The middle ear is comprised of the space behind the eardrum but in front of the cochlea. The three little bones in this area, called ossicles, are responsible for vibrating the membranes of the inner ear. The eardrum can actually break as a result of the pressure from this sort of infection, which tends to be really painful. Your inability to hear very well is also due to this pressure. The infectious material accumulates and blocks the ear canal enough to interfere with the movement of sound waves.

A middle ear infection has the following symptoms:

  • Drainage from the ear
  • Pain in the ear
  • Reduced ability to hear

Over time, hearing will come back for the majority of people. The ear canal will then open up and hearing will return. The issue will only be resolved when the infection is resolved. There are some exceptions, though.

Chronic Ear Infections

The majority of people get an ear infection at least once in their lifetime. The problem can become chronic for some people and they will keep having ear infections. Chronic ear infections can cause complications that mean a more significant and maybe even permanent hearing loss, especially if the issues are left untreated.

Conductive Hearing Loss From Ear Infections

Ear infections can sometimes cause conductive hearing loss. As a result, the inner ear can’t receive sound waves at the proper intensity. By the time the sound reaches the tiny hairs in the inner ear, they are already amplified by the components of the ear canal and reach their maximum power. With a conductive hearing loss, something changes along that route and the sound isn’t amplified quite as much.

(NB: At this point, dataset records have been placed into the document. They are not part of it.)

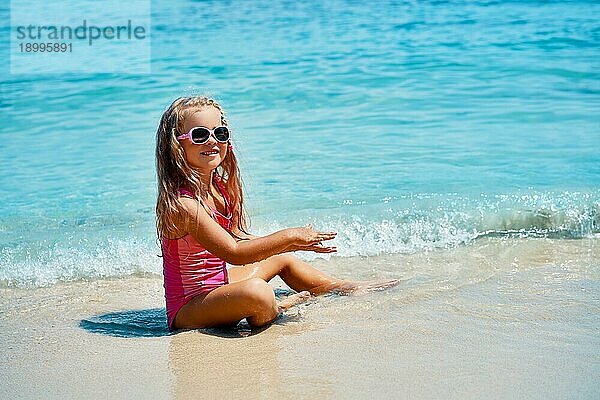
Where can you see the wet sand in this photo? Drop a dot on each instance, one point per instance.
(499, 318)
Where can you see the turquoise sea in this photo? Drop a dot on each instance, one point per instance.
(404, 126)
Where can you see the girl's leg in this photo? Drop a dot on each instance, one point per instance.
(252, 299)
(299, 276)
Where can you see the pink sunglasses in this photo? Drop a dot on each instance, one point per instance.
(201, 134)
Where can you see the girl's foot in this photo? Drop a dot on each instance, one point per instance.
(293, 300)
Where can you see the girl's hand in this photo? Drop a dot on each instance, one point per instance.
(308, 239)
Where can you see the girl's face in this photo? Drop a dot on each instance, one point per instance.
(209, 117)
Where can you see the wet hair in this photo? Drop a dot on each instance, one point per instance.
(173, 171)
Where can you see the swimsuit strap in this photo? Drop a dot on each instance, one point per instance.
(227, 210)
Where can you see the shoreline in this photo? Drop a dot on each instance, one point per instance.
(499, 318)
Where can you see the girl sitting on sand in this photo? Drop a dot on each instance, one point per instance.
(202, 226)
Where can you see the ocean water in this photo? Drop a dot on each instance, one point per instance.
(404, 126)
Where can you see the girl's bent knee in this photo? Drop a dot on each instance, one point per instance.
(261, 295)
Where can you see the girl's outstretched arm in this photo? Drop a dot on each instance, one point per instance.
(197, 222)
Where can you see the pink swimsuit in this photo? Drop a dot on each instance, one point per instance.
(189, 269)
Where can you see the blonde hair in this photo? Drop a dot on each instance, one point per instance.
(173, 171)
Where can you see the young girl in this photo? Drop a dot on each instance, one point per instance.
(202, 226)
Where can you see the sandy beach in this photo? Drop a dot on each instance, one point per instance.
(500, 318)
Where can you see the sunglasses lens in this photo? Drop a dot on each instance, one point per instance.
(222, 134)
(200, 135)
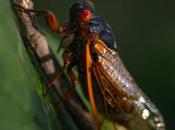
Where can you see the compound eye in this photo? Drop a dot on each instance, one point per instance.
(90, 3)
(85, 15)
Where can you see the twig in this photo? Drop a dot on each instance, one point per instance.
(37, 47)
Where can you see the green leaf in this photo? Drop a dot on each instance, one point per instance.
(22, 106)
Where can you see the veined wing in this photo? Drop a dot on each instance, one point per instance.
(121, 92)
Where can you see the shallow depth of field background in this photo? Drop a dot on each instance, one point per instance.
(144, 30)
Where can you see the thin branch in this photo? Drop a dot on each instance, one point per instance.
(37, 46)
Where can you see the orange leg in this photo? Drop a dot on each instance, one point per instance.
(88, 69)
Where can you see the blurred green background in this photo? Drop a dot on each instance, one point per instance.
(145, 32)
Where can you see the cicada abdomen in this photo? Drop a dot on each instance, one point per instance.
(124, 101)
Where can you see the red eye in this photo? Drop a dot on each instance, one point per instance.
(85, 15)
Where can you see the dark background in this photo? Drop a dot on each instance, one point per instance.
(145, 32)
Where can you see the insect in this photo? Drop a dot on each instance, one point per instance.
(109, 86)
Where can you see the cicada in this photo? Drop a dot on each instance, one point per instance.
(110, 88)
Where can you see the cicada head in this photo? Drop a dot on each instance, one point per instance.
(81, 11)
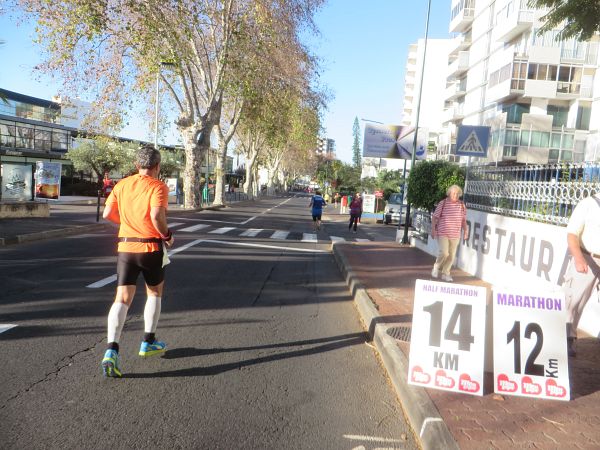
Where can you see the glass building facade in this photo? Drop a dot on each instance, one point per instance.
(32, 125)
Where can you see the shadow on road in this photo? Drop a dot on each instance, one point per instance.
(331, 343)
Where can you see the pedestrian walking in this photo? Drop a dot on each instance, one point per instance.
(344, 204)
(138, 204)
(447, 221)
(583, 272)
(355, 211)
(317, 202)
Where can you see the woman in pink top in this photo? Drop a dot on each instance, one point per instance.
(449, 218)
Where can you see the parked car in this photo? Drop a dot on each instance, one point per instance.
(395, 210)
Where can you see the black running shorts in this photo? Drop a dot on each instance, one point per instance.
(129, 266)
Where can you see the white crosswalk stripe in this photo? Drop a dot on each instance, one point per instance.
(6, 326)
(251, 232)
(279, 234)
(309, 237)
(222, 230)
(194, 228)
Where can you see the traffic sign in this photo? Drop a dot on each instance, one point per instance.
(472, 140)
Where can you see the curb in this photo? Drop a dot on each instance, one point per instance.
(48, 234)
(422, 413)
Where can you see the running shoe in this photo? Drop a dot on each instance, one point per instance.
(110, 364)
(155, 348)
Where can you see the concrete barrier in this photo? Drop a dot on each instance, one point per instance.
(15, 210)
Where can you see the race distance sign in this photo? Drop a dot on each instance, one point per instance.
(448, 337)
(530, 343)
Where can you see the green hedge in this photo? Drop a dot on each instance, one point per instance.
(429, 180)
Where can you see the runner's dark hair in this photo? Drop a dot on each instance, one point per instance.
(147, 157)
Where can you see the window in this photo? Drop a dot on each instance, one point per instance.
(7, 134)
(60, 141)
(544, 72)
(519, 74)
(583, 118)
(515, 112)
(559, 115)
(540, 138)
(24, 137)
(569, 79)
(43, 140)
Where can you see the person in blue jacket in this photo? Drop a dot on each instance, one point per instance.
(316, 203)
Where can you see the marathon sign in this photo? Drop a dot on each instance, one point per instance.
(448, 337)
(530, 344)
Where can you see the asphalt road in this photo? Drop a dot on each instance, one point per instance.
(265, 348)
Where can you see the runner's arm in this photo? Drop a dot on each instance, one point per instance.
(575, 249)
(111, 213)
(158, 216)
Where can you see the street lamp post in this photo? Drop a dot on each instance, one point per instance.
(414, 149)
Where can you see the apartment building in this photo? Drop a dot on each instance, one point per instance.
(326, 147)
(539, 95)
(431, 113)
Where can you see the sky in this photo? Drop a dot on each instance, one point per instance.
(362, 46)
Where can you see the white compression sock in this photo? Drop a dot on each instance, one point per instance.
(116, 320)
(151, 314)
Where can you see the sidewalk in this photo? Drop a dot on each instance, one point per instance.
(68, 216)
(381, 277)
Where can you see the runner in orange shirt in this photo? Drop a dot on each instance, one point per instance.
(138, 204)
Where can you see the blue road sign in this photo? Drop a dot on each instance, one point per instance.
(472, 141)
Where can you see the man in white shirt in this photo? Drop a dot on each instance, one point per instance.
(583, 273)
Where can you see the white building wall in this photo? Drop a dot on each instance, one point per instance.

Bacteria don’t just sit and do nothing in the ear when you have an ear infection. The components that amplify sound waves are decomposed and eaten by the bacteria. Typically, this type of damage involves the eardrum and the tiny little bones. The bones are very delicate and it doesn’t take much to break them up. Once they are gone, their gone. That’s permanent damage and your hearing won’t return on its own. In certain cases, surgeons can put in prosthetic bones to fix hearing. The eardrum might have some scar tissue once it repairs itself, which will influence its ability to move. Surgery can correct that, as well.

What Can You do to Counter This Permanent Hearing Loss?

If you believe that you might have an ear infection, call a doctor immediately. You shouldn’t wait if you want to preserve your hearing. If you have chronic ear infections, don’t ignore them. The more severe the infections you have, the more damage they will cause. Finally, take the appropriate steps to prevent colds, allergies, and sinus infections because that is how ear infections normally start. It’s time to give up smoking because it causes chronic respiratory issues which can, in turn, lead to ear infections.

If you’ve had an ear infection and still are having trouble hearing, see your doctor. It could be possible that you have some damage, but that is not the only thing that causes conductive hearing loss. Hearing aids can be very helpful if you have permanent loss of hearing. You can schedule an appointment with a hearing specialist to get more information about hearing aids.